Mais dinheiro: Além do benefício, R$ 180 mi da restituição do IR vão movimentar a economia do Estado, os mineiros vão receber em média R$ 928, 4,6% a mais que em 2008
Até o fim do ano, 70 milhões de brasileiros irão receber R$ 85 bilhões do pagamento das duas parcelas do 13º salário, segundo dados do Departamento Intersindical de Estatísticas e Estudos Socioeconômicos (Dieese). Cerca de 9% deste total, ou seja, R$ 7,5 bilhões, serão pagos aos mineiros. O número de pessoas que receberá o benefício é 2,8% superior do que em 2008. Além deste valor, a economia mineira ainda irá receber outros R$ 180 milhões até o dia 16 deste mês, referentes ao megalote do Imposto de Renda liberado pela Receita Federal. No total serão R$ 7,7 bilhões a mais circulando em Minas.

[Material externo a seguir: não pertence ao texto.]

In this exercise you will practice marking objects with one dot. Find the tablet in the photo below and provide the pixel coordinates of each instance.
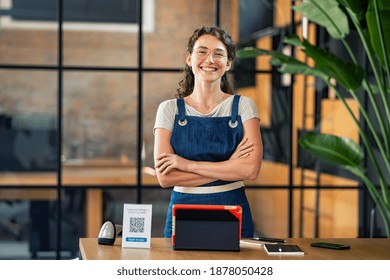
(206, 227)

Segundo estimativas da Câmara de Dirigentes Lojistas de Belo Horizonte (CDL-BH), só a capital deve receber R$ 2,1 bilhões com a gratificação.
O valor médio do 13º salário pago no Estado será de R$ 928, um aumento de 4,6% em relação a 2008. O total a ser pago representa 2,8% do PIB do Estado. De acordo a economista e supervisora regional do Dieese, Maria de Fátima Lage Guerra, o aumento se justifica principalmente pelo crescimento da remuneração média. "Neste ano, o número de trabalhadores no mercado formal caiu de 4,6 milhões para 4,51 milhões de pessoas, por causa da crise. Mas em contrapartida o ganho foi maior", avalia.

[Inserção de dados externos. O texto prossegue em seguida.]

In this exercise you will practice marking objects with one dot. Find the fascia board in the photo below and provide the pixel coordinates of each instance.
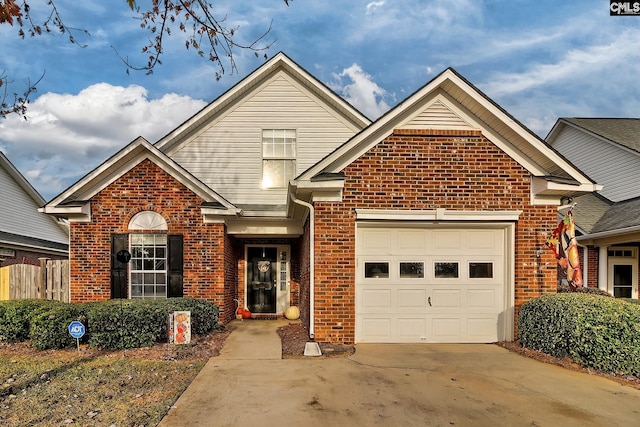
(436, 215)
(540, 185)
(622, 235)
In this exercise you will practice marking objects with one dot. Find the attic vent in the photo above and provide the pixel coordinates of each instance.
(437, 116)
(147, 220)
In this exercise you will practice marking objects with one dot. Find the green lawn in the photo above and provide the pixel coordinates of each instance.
(45, 390)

Os empregados do mercado formal representam 60% dos trabalhadores que receberão o benefício, enquanto pensionistas e aposentados do INSS equivalem a 40%. Do montante a ser pago em Minas Gerais, 69%, ou seja, R$ 5,2 bilhões, serão destinados aos empregados formalizados, 24% aos beneficiários do INSS, 7% aos aposentados e pensionistas do Estado do regime próprio e, para os empregados domésticos, serão R$ 113 milhões.
Neste ano, a pesquisa aponta pela primeira vez os setores da economia brasileira que mais irão pagar o benefício. No Brasil, o setor de serviços lidera (60,5%), seguido de indústria (21%), comerciários (12%), construção civil (4,3%) e trabalhadores da agropecuária (2,1%). O maior 13º salário será pago para quem trabalha com serviços R$ 1.632.

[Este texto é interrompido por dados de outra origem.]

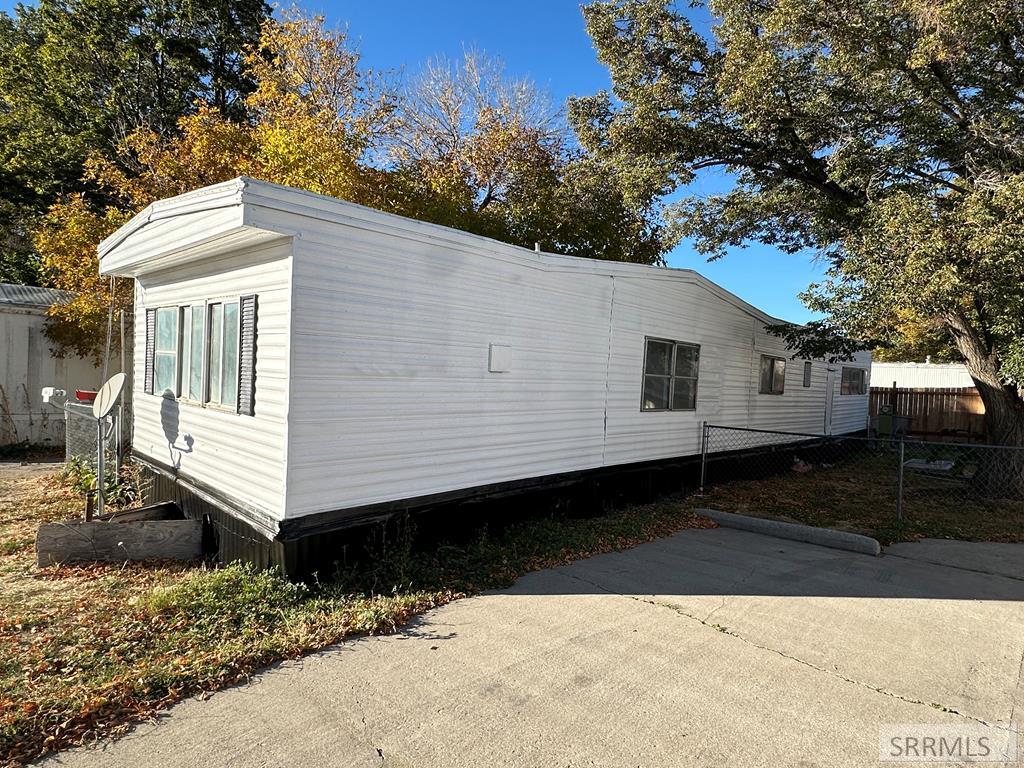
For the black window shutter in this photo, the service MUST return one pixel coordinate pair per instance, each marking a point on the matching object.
(151, 343)
(247, 354)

Metodologia. Os dados não consideram os trabalhadores autônomos e assalariados sem carteira assinada que recebem algum tipo de abono nesta época, nem os valores desses possíveis abonos. O Dieese leva em conta dados da Relação Anual de Informações Sociais (Rais) e do Cadastro Geral de Empregados e Desempregados (Caged), do Ministério do Trabalho e Emprego.
Também foram consideradas informações da Pesquisa Nacional por Amostra de Domicílios (Pnad) e informações do Ministério da Previdência e Assistência Social e da Secretaria Nacional do Tesouro.
Para onde vai
Presentes ganham espaço, mas dívida é principal destino
Neste ano o consumidor está mais disposto a gastar no Natal. Segundo pesquisa realizada pela Associação Nacional dos Executivos de Finanças Administração e Contabilidade (Anefac), 17% dos entrevistados vão usar parte da gratificação para comprar presentes – 13% a mais do que no ano passado. Mas o pagamento de dívidas continua sendo a prioridade para a maioria, indicada por 64% dos entrevistados – 6% a mais do que em 2008.
A aposentada Maria das Graças de Castro, 65, está no meio do caminho, a posição aconselhada pelos especialistas em finanças. “Só uso uma parte com presentes, pois a gente ganha mais em dezembro, mas em janeiro gasta dobrado”, conta ela, que guarda o resto na poupança.
A vendedora Eliana Eustáquia, 27, também ficará no meio a meio. “Eu preciso pagar algumas dívidas, mas vou usar metade do 13º para comprar pelo menos um presente para minha filha e um para o meu marido”, destaca Eliana.
A economista da Câmara dos Dirigentes Lojistas de Belo Horizonte (CDL-BH), Ana Paula Bastos, avalia que as vendas neste Natal serão até 7% superiores. “No ano passado, por causa da crise, as pessoas não compraram tanto e a insegurança foi grande. Neste Natal, apostamos que os consumidores vão às compras e a expectativa é de que, em Belo Horizonte, o 13º injete R$ 2,1 bilhões nas ruas”, diz.